De nombreux articles de loi concernant l’état d’urgence ont été intégrés à l’appareil juridique courant. La société de surveillance est l’une des plus développées d’Europe occidentale. Les pouvoirs des services spéciaux sont renforcés. La police est militarisée. L’armée joue un rôle croissant sur le territoire national. Un centre de gouvernance occulte a été constitué, le Conseil de défense et de sécurité nationale (dont les délibérations sous soumises au secret-défense). Les mouvements écologistes ou de solidarité avec la Palestine sont criminalisés. La fabrique de l’idéologie dominante étend son emprise sur les médias et l’industrie des sondages. Les droits civiques, sociaux, environnementaux sont restreints. Un véritable dispositif préventif de guerre civile est mis en place.
La crise de régime
La Constitution de la Ve République a été conçue pour protéger le pouvoir de tout aléa social ou politique. Elle offre la matrice de l’hyperprésidentialisme impulsée par Emmanuel Macron. Ce faisant, il finit par briser les équilibres qui ont permis à ce régime de durer : entre présidence et parlement, entre Etat et Capital, entre répression et réformes... L’usage voulait que si des millions de personnes manifestaient, le parlement, même gaulliste, cède quelque chose. C’en est fini. L’offensive en cours contre les droits se veut sans merci, faisant perdre perd toute légitimité à l’ordre dominant. Le régime est aussi déstabilisé par les bouleversements internationaux (la mondialisation et sa crise, la géopolitique des grandes puissances) : un impérialisme mineur, comme la France, n’a plus les moyens de ses prétentions.
Nous changeons de régime (une question qui mériterait d’être discutée plus à fond). Macron a engagé ce que de nombreux analystes appellent une « révolution conservatrice », mais de façon chaotique. Le RN s’inscrit dans la même dynamique : le duo « confrontation-entente » auquel nous assistons n’est pas fortuit.
Une nouvelle opportunité à gauche(s) ?
La formation du Nouveau Front populaire et le succès inattendu de sa campagne électorale ont redonné espoir. Nous savons bien qu’il ne s’agit que d’un sursis. L’ascension du RN se poursuit et la dynamique de mobilisation populaire reste fragile, mais le temps gagné peut être mis à profit. L’élan initié par le NFP est resté « suspendu » du fait des vacances scolaires et des Jeux olympiques.
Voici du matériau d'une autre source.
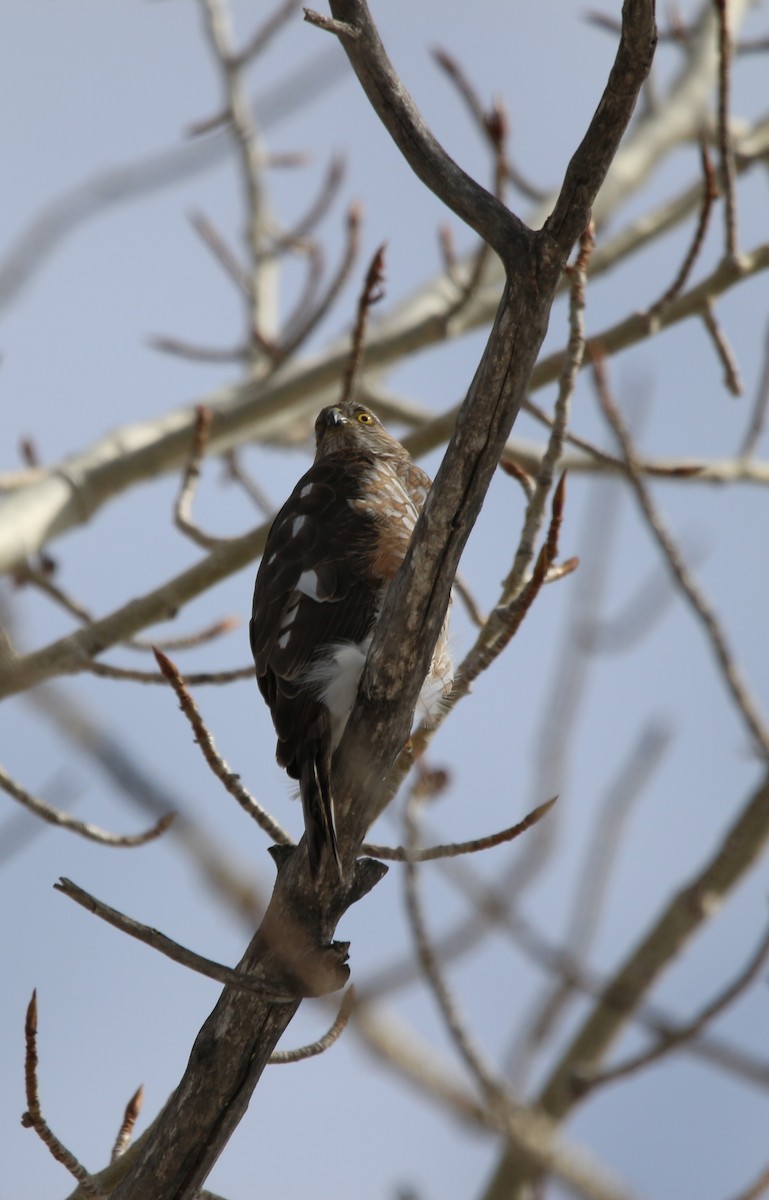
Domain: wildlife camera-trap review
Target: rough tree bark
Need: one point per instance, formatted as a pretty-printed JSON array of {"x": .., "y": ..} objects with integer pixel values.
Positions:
[{"x": 293, "y": 945}]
La rentrée d’automne a commencé par des manifestations en France, le 7 septembre, contre la nomination de Barnier (environs 30.000 à Paris, surtout des jeunes, très engagés). D’autres sont annoncées.
Les macronistes ont tout fait pour débaucher des députés de gauche, sans succès. L’unité entre les quatre partis principaux qui représentent le NFP s’est maintenue, non sans crise et éclats qui ont eu un impact démoralisant sur les militants portant le processus à la base, en juin. Rebelote en septembre, avec une polémique très violente entre François Ruffin, qui a quitté la LFI, et l’état-major de Jean-Luc Mélenchon. Nous nous passerions bien de telles postures. L’unité est un combat, mais la façon de le mener importe. La question n’est pas anecdotique.
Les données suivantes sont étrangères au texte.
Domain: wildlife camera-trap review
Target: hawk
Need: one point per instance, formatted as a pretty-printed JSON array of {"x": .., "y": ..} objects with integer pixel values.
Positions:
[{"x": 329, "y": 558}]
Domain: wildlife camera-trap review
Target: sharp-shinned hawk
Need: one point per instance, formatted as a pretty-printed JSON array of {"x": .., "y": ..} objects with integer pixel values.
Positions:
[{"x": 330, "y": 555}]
Les conditions présentes sont favorables au maintien de l’unité du NFP. Après la nomination de Barnier, en accord avec le Rassemblement national, même l’aile la plus droitière du PS ne peut envisager une participation gouvernementale.
Le succès initial du NFP tient, notamment, à quatre conditions : l’état d’urgence provoqué par la menace RN, des antécédents unitaires des gauches qui ont fourni une matrice de référence (la NUPES), la mobilisation syndicale et associative qui a exercé une pression décisive en faveur de l’unité des politiques et le fait que la répartition des circonscriptions électorales était pour l’essentiel donnée puisqu’il y avait dissolution : très logiquement, il fallait permettre aux députés sortants de terminer leur mandat.
L’arc politique inclus dans le NFP était plus large que les partis « aux commandes ». Toutes les composantes non sectaires de l’extrême gauche ont pu s’y investir et faire campagne. Sur le flanc droit, l’ancien président de la République François Hollande s’est auto-invité dans les élections, se faisant élire au nom du NFP.
Dans le passé récent, le PS, le PCF et les Ecologistes ont subi des échecs électoraux retentissants aux élections. Le pompon revient à Anne Hidalgo, maire de Paris, qui, sous la bannière du PS, a obtenu 1,77% des voix à la présidentielle de 2022 ! L’hégémonie de la LFI à gauche s’en est trouvée confortée. Depuis, ses alliés ont retrouvé des couleurs, en affichant un profil « gauche ». En revanche, les couleurs de la LFI se sont ternies quand Jean-Luc Mélenchon a exclu plusieurs de députés sortants qui avaient manifesté trop d’indépendance. Quatre d’entre eux ont maintenu leur candidature et trois ont été réélus sous la bannière du NFP, face à la concurrence de candidats mélenchonistes. La purge a été très mal ressentie dans les milieux militants de gauche et la défaite de trois sur quatre de ses proches a sonné comme un avertissement pour Mélenchon.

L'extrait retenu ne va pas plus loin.